Rubrique : L'analyse de Jean-François Gilles

Les indicateurs anticipés restent à des niveaux élevés, ceux-ci dans les différentes parties du monde : ils nous annoncent un bon second semestre en termes de croissance.

L’attention se déporte aujourd’hui vers les fluctuations des devises, leurs conséquences sur la politique monétaire des banques centrales et la compétitivité des entreprises qui en résulte : les rendez-vous de la Federal Reserve et de la BCE seront, cet automne, déterminants pour les marchés.

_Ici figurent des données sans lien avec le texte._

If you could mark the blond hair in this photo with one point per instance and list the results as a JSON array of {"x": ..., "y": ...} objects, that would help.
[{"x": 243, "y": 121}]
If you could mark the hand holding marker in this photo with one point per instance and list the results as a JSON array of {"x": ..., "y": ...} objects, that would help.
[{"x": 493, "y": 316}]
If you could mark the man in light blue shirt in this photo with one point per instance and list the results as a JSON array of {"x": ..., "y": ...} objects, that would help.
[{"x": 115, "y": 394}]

Car du côté de l’activité tout va toujours bien.

L’indice final composite PMI IHS Markit pour l’Eurozone, à 55,47 en août, reste stable par rapport au mois de juillet. Si sur les deux premiers mois du T3 la moyenne affiche un niveau inférieur au pic atteint au T2, elle reste toutefois parmi, les plus élevées des 7 dernières années.

Des 5 pays couverts par l’enquête, l’Allemagne et l’Irlande sont les seuls à connaître une accélération de l’activité en août. L’Irlande enregistre de fortes croissances de la production manufacturière comme de l’activité de services. En Allemagne en revanche, les données sectorielles se révèlent plus hétérogènes : si le secteur manufacturier signale une forte hausse de la production (l’une des plus marquées depuis 2011), celui des services enregistre la plus faible croissance des pays couverts par l’enquête. En France, en Italie et en Espagne, bien que les taux d’expansion de l’activité globale fléchissent par rapport à juillet, ils restent marqués.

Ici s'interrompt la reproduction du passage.